Warren Buffett said Berkshire Hathaway Inc. has a plan if his eventual replacement as chief executive officer isn’t up to the job.
Buffett’s son Howard, as non-executive chairman, will be able to deal with an underperformer, the billionaire said in a letter published Saturday for shareholders.
“If elected, Howard will receive no pay and will spend no time at the job other than that required of all directors,” Buffett wrote. “He will simply be a safety valve to whom any director can go if he or she has concerns about the CEO.”
Buffett, 84, used the letter to lay out his vision for Berkshire’s next decades, 50 years after he took over a struggling textile mill that he turned it into one of the world’s largest companies. He’s said the board spends a lot of time considering who the next CEO should be, though he hasn’t publicly named the candidates.
One of Howard Buffett’s roles as non-executive chairman will be to help preserve the company’s culture, the billionaire has said. The son, 60, has been a director since 1993 at Berkshire. Other board members include Microsoft Corp. co-founder Bill Gates and Comcast Corp. executive Stephen Burke.
At one time, Howard was head of investor relations for Archer-Daniels Midland Co. He farms in Illinois, Nebraska, Arizona, and South Africa.
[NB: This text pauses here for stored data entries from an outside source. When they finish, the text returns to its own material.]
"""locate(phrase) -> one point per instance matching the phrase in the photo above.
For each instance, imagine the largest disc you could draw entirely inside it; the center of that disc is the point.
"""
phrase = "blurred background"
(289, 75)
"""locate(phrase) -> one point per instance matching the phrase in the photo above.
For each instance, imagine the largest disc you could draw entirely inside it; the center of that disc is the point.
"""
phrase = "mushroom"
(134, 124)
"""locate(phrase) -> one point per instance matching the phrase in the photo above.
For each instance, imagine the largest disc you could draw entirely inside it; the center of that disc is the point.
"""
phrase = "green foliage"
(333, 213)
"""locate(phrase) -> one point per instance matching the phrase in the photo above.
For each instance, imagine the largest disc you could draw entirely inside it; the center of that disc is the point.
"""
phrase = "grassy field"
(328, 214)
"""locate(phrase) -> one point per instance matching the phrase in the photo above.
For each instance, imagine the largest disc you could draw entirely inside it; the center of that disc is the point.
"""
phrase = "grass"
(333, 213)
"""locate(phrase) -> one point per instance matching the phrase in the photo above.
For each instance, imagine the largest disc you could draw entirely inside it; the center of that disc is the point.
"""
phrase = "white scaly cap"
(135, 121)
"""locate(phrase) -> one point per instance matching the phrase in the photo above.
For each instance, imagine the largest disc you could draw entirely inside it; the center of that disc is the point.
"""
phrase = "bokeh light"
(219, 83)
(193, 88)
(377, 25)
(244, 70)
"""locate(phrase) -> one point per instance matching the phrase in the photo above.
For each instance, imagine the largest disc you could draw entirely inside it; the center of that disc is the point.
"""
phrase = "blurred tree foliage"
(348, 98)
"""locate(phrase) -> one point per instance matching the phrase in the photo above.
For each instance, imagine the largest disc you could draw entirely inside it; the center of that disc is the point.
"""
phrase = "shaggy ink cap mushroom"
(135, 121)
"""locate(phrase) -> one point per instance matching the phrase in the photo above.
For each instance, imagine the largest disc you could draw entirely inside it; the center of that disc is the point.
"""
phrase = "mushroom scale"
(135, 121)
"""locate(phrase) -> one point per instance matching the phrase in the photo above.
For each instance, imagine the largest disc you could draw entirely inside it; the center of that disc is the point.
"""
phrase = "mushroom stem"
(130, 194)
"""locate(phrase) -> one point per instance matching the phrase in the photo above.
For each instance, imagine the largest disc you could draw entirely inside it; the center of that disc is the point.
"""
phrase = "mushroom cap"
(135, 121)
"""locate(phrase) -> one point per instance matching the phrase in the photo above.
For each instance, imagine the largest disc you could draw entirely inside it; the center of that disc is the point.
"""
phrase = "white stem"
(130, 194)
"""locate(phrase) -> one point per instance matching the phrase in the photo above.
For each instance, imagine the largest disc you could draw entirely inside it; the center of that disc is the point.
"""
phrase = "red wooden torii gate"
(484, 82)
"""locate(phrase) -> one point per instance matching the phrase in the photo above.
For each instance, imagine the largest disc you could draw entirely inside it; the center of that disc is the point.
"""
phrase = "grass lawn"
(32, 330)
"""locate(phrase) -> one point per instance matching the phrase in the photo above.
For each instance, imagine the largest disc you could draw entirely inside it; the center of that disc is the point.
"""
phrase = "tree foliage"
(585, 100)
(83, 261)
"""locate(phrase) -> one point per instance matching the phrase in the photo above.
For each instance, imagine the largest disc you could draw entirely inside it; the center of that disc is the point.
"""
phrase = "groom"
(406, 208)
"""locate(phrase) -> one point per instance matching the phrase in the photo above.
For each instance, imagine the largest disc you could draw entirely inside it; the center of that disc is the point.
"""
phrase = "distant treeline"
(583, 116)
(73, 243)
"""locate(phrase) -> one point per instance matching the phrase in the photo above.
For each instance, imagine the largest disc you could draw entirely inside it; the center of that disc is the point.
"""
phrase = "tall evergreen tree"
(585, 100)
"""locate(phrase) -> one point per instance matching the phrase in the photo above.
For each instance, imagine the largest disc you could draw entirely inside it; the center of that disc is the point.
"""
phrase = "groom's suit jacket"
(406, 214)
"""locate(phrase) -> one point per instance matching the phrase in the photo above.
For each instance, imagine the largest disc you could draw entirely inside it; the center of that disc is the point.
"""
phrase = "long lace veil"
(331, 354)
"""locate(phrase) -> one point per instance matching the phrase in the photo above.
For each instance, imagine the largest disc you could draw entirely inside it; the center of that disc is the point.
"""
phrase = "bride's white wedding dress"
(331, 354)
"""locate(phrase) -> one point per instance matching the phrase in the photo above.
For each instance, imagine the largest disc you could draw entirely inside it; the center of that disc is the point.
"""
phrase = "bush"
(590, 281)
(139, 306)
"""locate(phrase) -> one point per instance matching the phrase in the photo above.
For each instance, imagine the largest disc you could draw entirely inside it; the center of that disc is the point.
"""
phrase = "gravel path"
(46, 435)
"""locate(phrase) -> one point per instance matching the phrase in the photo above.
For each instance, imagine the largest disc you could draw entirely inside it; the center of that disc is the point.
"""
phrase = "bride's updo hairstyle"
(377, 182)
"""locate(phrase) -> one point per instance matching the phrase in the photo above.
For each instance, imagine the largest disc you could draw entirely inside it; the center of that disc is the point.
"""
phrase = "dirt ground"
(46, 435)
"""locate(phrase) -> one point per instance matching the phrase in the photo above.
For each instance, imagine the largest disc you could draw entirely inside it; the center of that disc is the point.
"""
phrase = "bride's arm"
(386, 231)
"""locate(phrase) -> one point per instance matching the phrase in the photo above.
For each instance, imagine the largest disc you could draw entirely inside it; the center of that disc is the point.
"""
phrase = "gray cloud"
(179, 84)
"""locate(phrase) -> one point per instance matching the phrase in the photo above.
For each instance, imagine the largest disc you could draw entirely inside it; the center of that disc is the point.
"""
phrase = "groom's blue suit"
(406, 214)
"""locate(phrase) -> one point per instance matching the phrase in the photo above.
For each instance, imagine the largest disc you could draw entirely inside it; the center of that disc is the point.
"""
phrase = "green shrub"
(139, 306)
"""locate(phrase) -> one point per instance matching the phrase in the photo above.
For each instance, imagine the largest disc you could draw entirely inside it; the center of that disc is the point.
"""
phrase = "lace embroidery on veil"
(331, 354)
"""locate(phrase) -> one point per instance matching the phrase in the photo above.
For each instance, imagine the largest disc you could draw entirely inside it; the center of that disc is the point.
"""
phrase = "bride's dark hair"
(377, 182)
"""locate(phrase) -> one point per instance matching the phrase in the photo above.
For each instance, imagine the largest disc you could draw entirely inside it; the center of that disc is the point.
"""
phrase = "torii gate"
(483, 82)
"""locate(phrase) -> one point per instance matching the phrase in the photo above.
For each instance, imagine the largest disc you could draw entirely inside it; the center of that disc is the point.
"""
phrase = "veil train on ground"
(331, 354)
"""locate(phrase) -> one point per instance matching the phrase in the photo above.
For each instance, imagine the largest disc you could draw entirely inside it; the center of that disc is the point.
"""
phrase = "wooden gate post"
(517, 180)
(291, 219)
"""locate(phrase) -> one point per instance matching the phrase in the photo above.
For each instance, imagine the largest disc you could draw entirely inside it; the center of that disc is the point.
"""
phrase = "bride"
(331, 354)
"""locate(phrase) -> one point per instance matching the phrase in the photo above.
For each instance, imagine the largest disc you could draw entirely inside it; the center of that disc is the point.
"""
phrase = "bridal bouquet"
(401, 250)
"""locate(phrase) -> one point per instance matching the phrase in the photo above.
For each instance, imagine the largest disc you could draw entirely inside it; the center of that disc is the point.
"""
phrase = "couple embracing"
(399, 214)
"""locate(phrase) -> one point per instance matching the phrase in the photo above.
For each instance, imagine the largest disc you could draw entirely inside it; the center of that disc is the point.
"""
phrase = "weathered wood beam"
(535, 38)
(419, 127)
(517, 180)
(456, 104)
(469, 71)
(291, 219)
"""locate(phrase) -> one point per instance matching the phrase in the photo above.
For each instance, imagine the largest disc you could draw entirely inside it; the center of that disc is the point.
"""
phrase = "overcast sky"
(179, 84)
He also runs the Howard G. Buffett Foundation, which works to improve subsistence agriculture and resolve conflicts tied to food.
Buffett said Saturday that he thinks there’s little chance that Howard will have to dethrone a bad chief executive at Berkshire.
“This problem has a very low probability of arising at Berkshire -- likely as low as at any public company,” Buffett wrote. “In my service on the boards of nineteen public companies, however, I’ve seen how hard it is to replace a mediocre CEO if that person is also chairman.”